OK, I don’t think anybody has actually said that stuff about Elba in public, or in print, but it’s a reasonable assessment of how that particular non-nomination went down. This is where Abdul-Jabbar comes in. After admitting the hypothetical possibility that no black actors deserved nominations, he goes on to explain why almost no black person will see it that way, quoting the famous words of Ralph Ellison’s narrator in “Invisible Man”: “I am invisible, understand, simply because people refuse to see me … When they approach me they see only my surroundings, themselves or figments of their imagination, indeed, everything and anything except me.”

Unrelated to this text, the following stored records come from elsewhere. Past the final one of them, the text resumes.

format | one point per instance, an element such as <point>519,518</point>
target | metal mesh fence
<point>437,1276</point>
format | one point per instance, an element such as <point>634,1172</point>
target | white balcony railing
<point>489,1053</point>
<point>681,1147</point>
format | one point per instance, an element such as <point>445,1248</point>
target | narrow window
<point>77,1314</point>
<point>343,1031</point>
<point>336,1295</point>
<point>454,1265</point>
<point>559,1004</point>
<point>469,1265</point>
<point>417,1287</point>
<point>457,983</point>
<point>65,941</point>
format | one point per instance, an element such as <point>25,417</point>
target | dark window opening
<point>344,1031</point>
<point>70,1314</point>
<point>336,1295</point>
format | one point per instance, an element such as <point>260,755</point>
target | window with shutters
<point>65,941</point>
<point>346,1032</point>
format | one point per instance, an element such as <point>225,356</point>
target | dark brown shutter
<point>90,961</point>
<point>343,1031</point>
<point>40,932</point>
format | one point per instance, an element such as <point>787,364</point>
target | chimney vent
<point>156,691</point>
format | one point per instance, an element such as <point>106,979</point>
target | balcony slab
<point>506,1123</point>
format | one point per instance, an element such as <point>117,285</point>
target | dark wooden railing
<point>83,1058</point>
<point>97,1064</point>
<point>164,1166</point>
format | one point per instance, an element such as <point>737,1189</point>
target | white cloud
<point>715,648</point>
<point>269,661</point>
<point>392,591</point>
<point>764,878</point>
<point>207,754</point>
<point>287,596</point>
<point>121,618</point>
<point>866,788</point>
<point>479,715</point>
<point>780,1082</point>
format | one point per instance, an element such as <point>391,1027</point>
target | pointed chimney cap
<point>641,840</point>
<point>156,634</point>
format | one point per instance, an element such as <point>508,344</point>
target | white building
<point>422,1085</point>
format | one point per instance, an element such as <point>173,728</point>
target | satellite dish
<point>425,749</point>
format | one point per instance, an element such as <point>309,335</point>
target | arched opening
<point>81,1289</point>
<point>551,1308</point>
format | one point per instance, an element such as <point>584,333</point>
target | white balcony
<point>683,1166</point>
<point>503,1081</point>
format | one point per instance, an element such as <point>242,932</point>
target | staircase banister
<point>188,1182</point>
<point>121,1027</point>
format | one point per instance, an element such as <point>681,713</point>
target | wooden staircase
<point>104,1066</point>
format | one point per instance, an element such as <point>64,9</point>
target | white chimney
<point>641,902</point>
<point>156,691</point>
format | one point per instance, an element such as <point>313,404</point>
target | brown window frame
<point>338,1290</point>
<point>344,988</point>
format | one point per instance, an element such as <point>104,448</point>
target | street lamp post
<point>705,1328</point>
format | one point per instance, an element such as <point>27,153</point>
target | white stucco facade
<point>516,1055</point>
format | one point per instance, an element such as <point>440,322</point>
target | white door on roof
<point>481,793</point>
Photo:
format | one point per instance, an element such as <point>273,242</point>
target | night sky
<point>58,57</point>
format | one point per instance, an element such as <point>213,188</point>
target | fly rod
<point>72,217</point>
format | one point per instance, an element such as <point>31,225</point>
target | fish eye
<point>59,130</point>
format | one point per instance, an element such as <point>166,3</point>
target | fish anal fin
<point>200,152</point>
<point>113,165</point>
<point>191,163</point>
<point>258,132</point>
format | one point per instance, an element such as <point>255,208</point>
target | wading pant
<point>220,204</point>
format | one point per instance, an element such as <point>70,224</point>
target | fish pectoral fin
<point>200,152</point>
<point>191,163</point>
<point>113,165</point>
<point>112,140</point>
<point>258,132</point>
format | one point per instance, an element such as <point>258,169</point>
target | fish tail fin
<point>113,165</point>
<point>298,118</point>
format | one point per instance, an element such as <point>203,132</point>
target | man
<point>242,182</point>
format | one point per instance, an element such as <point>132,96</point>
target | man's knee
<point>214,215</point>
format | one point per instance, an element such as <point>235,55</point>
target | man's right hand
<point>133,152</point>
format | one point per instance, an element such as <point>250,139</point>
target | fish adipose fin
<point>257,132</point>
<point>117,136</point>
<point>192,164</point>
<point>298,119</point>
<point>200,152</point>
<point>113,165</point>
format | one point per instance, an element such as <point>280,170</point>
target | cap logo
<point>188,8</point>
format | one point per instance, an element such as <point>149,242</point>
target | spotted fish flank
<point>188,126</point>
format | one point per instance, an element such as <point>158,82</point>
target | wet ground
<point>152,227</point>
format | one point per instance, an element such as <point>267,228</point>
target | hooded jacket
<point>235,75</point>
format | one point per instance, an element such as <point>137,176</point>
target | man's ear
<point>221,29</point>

This invisibility is not a consequence of conscious bigotry or overtly racist attitudes, Abdul-Jabbar insists. Indeed, quite the opposite: As individuals, he says, “Academy members are decidedly not racists and many have probably worked diligently in their art and perhaps privately to fight racism.” But they are nonetheless enmeshed in a “systemic, institutionalized racism that is so insidious because those practicing it don’t realize it.” Academy voters are most likely to notice black actors, Abdul-Jabbar proposes, “when they play socially familiar roles: athletes, performers, slaves, victims of racism, criminals.” Of the last 10 black male actors nominated for Oscars, he says, eight have played historical figures, all of whom belonged to one or another of those categories.

So what we’re talking about here — what both Glover and Abdul-Jabbar are talking about, in my judgment — is not so much a failure of representation as a failure of perception and vision and imagination. By invoking Ellison, Abdul-Jabbar suggests that Oscar voters literally cannot see certain kinds of non-white performers and certain kinds of films. Another way of phrasing it would be to say that they are imprisoned by a culturally and racially limited notion of what kinds of movies are good movies, what kind of acting is good acting, and perhaps even what people are like and what the world is like.

Maybe the problem is less that Academy members are a bunch of racist geezers than that their tastes are inexplicably boring and often appear entirely disconnected from popularity or cultural relevance or artistic merit. There is a component of unconscious racism in there, which Abdul-Jabbar sums up well, but it’s arguably not the main ingredient. Eddie Redmayne comes with all the signals and markers that identify him as a “great actor,” and he will repeatedly get nominated for playing uplifting roles in “prestige pictures” that bore the pants off every sentient being in the known universe. Idris Elba and Michael B. Jordan don’t arrive with those signals and markers and, God willing, they will never make those kinds of films. They’re too black; that’s surely part of it. You could also say they are simply too interesting.


By Andrew O'Hehir

Andrew O'Hehir is executive editor of Salon.